Ses yeux brillaient. Elle
m'attendait à l'avance, l'air
avide, assise face à la porte
d'entrée du restaurant.
Quand je l'avais appelée
pour lui fixer rendez-vous,
elle m'avait coupé la
parole pour me demander :
«Demain ?» J'avais à
peine eu le temps de
bégayer «vendredi»
qu'elle s'écriait : «C'est
fantastique !» Elle était
jeune, je me sentais vieux,
elle avait cet enthousiasme
sans raison que, croyais-je,
je n'aurais jamais plus.
Nous retrouvons dans ce récit le narrateur
des Années vides, sorti de l'univers scolaire
et propulsé à l'âge d'homme. Confronté
au temps qui passe, laissant l'insouciance
de l'enfance plier sous le poids de la vie,
il avance malgré lui. Emmanuelle apparaît
à ses côtés aussi vite qu'elle disparaît.

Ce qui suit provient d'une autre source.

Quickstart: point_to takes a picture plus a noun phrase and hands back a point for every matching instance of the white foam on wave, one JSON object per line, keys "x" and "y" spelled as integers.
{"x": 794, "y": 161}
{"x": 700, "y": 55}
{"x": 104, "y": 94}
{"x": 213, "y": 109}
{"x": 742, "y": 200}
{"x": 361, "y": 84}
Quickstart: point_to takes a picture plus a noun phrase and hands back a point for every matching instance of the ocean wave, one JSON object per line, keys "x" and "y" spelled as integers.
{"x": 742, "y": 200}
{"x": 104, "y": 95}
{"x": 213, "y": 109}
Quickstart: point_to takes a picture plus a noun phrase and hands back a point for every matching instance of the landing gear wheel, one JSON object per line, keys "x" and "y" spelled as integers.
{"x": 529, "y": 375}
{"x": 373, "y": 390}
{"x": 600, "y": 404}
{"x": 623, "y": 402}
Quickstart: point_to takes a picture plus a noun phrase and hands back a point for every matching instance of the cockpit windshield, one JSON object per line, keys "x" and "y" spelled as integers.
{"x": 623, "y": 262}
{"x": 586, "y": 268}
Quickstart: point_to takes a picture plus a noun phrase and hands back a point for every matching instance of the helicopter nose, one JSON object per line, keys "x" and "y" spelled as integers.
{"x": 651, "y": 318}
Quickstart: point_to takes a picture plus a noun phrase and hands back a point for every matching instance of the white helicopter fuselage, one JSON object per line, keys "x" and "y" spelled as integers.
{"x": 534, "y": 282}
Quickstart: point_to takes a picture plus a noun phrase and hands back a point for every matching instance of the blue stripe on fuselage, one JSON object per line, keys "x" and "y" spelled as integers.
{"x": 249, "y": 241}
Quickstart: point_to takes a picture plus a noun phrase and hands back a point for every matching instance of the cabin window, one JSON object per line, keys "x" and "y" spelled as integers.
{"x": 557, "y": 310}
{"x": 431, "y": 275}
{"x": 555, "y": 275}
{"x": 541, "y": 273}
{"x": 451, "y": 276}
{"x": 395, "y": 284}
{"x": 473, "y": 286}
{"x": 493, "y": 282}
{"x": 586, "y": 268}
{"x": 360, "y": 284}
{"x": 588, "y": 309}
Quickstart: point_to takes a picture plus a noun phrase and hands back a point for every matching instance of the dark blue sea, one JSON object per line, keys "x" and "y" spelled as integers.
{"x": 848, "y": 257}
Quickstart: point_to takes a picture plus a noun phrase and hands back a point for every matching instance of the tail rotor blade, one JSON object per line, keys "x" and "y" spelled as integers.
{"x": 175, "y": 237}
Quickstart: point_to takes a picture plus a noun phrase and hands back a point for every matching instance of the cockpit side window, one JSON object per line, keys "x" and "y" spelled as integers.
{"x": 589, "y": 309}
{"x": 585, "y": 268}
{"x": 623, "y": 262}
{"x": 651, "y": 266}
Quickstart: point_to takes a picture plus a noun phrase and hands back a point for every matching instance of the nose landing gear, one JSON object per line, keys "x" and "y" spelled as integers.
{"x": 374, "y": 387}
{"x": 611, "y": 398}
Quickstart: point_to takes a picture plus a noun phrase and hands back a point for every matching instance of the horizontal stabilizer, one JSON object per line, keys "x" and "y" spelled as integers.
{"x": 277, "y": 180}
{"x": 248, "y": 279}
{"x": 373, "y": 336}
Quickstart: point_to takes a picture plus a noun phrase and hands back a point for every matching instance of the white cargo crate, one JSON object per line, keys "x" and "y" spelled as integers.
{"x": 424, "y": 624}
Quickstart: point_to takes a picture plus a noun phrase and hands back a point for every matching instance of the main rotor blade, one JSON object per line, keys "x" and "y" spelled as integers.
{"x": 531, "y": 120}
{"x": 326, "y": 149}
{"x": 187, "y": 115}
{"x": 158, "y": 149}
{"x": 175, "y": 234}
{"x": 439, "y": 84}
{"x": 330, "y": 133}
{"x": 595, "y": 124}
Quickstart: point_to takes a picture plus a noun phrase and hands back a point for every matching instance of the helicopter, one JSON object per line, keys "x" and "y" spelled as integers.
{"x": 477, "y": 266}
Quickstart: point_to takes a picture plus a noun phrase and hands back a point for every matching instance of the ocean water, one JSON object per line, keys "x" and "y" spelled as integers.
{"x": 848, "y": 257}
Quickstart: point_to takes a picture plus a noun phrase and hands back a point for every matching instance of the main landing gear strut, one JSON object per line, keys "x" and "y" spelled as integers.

La
jeune fille représente le passage à l'âge
adulte et lui confère une position d'aîné
qu'il peine à investir. Il se cherche à travers
elle. Puis survient la mort du père, les
souvenirs et l'introspection s'imposent
au narrateur. Michka Assayas entraîne le
lecteur à ses côtés dans un texte intime
et ancré dans le réel, au plus proche des
sensations et des sentiments qui l'habitent.